Personal information
- Full name: Gonzalo Antonio Collao Villegas
- Date of birth: 9 September 1997 (age 28)
- Place of birth: Coquimbo, Chile
- Position: Goalkeeper

Team information
- Current team: Deportes Puerto Montt
- Number: 29

Youth career
- Coquimbo Unido
- 2012–2016: Universidad de Chile

Senior career*
- Years: Team / Apps / (Gls)
- 2017–2019: Universidad de Chile / 0 / (0)
- 2018: → Cobreloa (loan) / 8 / (0)
- 2020–2021: Extremadura B / 25 / (0)
- 2020–2021: Extremadura / 3 / (0)
- 2021–2022: Istra 1961 / 5 / (0)
- 2023: Palestino / 4 / (0)
- 2024–2025: Audax Italiano / 3 / (0)
- 2026–: Deportes Puerto Montt / 1 / (0)

International career
- 2017: Chile U20 / 4 / (0)
- 2018: Chile / 1 / (0)

= Gonzalo Collao =

Chilean footballer (born 1997)

Gonzalo Antonio Collao Villegas (born 9 September 1997) is a Chilean professional footballer who plays as a goalkeeper for Deportes Puerto Montt.

==Club career==
Born in Coquimbo, Collao joined Universidad de Chile's youth setup at the age of 14, from Coquimbo Unido. He was promoted to the first team ahead of the 2017 season, and made his senior debut on 22 July of that year by coming on as a substitute for injured Fernando de Paul in a 2–0 Copa Chile win against Ñublense.

In January 2018, Collao joined Cobreloa in Primera B on loan for one year. He returned to his parent club in the following year, after making eight appearances.

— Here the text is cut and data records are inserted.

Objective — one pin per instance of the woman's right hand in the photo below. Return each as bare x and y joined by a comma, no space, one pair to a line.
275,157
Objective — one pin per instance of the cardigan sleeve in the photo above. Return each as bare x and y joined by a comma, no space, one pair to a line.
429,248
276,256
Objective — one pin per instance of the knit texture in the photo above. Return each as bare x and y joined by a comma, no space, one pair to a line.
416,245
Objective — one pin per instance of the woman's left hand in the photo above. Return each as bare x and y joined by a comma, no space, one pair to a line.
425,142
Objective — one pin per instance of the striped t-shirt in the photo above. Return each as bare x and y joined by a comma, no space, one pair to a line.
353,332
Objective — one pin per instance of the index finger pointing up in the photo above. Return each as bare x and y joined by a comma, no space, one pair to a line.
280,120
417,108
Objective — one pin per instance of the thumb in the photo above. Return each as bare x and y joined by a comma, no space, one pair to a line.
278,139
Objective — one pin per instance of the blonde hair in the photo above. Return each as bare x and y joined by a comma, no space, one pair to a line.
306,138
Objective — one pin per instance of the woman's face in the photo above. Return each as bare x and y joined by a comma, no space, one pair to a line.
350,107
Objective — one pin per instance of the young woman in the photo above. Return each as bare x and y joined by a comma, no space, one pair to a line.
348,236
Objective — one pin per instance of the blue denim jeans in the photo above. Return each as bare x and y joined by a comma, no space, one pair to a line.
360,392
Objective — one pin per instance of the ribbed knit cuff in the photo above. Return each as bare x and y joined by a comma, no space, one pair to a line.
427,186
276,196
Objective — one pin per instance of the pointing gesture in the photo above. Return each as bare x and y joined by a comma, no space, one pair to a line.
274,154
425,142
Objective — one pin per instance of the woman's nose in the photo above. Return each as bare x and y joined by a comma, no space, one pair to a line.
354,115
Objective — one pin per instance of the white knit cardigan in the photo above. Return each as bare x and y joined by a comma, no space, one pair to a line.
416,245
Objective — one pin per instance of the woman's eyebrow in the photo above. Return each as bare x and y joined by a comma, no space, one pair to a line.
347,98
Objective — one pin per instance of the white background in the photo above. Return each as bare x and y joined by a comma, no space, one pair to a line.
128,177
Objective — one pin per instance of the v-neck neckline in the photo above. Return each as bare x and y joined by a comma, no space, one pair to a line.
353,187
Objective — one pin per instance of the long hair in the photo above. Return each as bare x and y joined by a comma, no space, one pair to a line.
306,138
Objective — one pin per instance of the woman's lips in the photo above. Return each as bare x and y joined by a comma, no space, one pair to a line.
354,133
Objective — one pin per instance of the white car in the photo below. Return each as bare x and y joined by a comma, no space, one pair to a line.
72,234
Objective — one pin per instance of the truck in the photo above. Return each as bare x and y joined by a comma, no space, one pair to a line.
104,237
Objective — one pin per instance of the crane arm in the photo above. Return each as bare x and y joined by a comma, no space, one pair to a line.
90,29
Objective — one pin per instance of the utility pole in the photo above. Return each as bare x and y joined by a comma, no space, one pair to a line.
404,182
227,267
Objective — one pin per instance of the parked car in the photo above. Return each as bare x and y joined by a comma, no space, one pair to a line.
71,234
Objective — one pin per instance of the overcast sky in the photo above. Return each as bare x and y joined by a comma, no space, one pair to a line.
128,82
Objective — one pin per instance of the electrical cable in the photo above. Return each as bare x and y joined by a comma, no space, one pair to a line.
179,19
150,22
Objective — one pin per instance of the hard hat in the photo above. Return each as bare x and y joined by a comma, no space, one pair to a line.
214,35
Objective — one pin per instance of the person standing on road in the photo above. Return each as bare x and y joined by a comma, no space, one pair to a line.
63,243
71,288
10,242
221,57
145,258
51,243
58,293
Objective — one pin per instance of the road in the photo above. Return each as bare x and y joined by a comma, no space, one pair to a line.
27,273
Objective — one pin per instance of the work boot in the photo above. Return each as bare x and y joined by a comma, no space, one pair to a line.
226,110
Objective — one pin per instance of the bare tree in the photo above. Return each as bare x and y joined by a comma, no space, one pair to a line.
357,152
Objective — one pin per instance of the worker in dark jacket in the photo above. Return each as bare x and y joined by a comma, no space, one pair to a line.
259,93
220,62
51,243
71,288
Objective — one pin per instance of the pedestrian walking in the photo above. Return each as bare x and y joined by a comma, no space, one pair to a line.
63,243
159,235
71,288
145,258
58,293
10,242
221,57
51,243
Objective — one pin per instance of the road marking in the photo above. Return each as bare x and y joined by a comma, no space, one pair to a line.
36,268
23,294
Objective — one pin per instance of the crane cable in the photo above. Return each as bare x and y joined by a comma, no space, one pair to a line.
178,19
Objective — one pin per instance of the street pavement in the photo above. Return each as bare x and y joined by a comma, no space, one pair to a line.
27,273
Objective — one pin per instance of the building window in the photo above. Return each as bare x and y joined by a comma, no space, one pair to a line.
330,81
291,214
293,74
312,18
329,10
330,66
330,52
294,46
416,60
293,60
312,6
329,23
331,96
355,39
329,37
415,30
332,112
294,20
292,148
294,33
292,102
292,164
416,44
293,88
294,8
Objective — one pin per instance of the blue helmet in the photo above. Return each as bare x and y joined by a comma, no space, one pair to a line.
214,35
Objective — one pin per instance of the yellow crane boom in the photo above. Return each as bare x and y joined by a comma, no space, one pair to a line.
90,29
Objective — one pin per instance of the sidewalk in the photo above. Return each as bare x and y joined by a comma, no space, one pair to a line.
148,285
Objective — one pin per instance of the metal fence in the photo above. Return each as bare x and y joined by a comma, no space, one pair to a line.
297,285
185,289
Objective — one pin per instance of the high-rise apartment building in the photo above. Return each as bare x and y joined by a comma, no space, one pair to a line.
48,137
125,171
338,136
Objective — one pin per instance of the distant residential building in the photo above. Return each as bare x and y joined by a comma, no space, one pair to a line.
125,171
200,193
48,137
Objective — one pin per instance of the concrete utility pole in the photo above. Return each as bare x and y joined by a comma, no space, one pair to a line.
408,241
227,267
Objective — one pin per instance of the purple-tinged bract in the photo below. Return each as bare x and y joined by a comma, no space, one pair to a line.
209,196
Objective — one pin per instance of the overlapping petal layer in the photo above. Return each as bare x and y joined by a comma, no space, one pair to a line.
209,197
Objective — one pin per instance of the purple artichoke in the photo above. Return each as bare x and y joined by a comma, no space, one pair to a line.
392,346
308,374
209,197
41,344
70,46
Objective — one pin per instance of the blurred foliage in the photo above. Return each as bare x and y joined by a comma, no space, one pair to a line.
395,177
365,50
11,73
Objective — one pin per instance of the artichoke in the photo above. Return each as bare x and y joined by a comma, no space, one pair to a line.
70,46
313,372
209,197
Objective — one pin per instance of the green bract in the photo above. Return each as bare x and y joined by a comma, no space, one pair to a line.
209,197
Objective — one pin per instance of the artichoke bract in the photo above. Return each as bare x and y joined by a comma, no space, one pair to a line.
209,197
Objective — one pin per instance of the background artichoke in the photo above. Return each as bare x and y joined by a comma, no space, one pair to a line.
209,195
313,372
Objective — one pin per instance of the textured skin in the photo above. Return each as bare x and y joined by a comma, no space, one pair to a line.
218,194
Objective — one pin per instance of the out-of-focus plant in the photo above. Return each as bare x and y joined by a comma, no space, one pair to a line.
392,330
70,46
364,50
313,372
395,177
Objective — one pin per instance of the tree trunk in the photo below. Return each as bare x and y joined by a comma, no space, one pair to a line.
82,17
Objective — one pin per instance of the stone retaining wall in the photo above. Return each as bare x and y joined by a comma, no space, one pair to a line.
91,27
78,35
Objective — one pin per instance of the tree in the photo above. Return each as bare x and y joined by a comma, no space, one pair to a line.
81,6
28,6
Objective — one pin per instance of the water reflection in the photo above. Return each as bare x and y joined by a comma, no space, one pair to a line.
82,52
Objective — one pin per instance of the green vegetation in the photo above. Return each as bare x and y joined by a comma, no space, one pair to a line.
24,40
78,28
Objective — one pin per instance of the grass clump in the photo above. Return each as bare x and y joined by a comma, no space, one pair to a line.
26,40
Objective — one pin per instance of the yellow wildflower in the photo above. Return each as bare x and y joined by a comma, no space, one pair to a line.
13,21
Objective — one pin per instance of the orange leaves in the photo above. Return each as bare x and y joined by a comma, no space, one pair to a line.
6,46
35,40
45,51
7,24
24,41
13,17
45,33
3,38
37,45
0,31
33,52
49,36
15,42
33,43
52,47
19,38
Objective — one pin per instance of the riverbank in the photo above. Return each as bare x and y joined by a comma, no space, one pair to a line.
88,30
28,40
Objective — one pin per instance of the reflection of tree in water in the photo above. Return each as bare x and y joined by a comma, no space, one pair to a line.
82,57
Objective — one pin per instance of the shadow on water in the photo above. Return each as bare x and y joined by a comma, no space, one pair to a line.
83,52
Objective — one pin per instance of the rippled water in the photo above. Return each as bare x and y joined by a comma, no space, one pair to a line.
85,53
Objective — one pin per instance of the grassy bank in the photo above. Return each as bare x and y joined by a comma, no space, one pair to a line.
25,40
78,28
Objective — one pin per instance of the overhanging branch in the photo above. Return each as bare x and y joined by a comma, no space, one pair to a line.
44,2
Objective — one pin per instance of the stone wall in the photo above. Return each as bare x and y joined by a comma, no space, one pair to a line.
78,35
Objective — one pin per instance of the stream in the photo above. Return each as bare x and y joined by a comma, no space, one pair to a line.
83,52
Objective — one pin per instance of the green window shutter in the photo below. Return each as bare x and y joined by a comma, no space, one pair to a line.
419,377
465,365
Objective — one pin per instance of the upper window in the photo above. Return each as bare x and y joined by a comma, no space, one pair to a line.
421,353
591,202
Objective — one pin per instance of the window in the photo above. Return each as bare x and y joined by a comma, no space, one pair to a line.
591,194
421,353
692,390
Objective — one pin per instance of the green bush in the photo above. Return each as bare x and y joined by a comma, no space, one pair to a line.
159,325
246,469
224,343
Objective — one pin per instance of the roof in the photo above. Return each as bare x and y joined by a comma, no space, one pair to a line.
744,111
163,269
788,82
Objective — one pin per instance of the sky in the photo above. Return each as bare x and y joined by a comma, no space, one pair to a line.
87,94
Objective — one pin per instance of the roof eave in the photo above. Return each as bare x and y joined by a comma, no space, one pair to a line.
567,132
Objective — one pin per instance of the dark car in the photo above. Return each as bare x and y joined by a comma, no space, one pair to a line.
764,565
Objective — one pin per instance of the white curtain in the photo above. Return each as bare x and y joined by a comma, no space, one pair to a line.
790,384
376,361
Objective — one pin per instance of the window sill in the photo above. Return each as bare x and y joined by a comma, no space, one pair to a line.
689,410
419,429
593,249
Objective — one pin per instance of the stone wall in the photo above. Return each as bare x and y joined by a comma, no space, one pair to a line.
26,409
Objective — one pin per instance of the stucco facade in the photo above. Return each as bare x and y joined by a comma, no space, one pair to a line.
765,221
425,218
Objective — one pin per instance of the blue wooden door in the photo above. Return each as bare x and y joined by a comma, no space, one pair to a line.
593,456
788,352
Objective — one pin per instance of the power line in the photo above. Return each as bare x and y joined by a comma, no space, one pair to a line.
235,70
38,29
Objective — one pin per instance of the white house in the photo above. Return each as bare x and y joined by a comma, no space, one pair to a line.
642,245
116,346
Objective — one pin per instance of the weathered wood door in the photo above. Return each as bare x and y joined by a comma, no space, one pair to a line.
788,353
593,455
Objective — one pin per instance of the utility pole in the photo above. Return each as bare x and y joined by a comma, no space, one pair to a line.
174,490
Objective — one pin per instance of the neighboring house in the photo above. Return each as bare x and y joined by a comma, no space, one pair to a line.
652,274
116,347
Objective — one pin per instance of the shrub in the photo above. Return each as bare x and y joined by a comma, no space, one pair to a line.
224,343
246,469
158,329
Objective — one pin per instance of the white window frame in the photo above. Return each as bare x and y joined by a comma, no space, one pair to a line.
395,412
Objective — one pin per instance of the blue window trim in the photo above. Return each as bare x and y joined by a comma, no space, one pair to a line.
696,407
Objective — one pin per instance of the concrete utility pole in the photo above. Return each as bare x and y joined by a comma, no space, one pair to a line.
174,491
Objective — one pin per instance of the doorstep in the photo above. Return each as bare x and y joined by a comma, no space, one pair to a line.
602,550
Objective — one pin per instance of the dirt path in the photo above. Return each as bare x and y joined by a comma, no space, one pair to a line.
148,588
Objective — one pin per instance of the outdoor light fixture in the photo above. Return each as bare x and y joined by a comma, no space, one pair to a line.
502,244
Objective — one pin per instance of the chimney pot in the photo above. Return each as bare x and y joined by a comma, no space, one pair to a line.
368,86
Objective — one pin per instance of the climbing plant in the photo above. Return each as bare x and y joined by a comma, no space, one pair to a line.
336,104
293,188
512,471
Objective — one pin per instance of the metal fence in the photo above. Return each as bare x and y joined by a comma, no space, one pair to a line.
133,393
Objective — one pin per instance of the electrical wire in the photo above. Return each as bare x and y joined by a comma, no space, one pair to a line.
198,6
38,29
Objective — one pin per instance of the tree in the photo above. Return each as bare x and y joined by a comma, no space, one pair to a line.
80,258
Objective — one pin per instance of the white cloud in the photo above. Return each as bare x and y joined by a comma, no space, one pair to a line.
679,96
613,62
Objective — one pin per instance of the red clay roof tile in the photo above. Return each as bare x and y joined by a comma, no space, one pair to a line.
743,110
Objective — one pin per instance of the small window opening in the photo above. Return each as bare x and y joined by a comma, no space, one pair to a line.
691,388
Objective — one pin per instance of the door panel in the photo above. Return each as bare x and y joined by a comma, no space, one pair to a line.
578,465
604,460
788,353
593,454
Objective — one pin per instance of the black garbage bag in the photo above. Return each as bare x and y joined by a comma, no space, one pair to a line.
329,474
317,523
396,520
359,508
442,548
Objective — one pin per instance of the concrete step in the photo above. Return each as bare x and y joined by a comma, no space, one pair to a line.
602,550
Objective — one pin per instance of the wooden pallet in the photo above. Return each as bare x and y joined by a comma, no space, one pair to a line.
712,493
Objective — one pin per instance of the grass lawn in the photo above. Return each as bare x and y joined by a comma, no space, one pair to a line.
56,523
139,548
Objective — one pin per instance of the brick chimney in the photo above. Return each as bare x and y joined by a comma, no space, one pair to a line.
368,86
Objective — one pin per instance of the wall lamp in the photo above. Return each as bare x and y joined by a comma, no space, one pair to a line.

On 26 August 2019, Collao agreed to a deal with Segunda División side Extremadura UD on a free transfer, effective as of 1 January 2020; he was initially assigned to the reserves in Tercera División. On 24 January 2020 he joined the Spanish club.

On 10 July 2021, he moved to Istra 1961 in the Croatian Prva HNL on a deal for three seasons.

At the end of 2022, he returned to his homeland and joined Palestino for the 2023 season. However, he ended it in July of the same year. The next year, he joined Audax Italiano.

On 30 December 2025, Collao joined Deportes Puerto Montt for the 2026 season.

==International career==
Collao represented Chile at under-20 level before being called up for the full side on 14 March 2018, for two friendlies against Denmark and Sweden. He made his full international debut on 31 May, in a 3–2 friendly loss against Romania.

==Personal life==
In the second half of 2023, Collao started to study nutrition and health, not retiring from football at the time.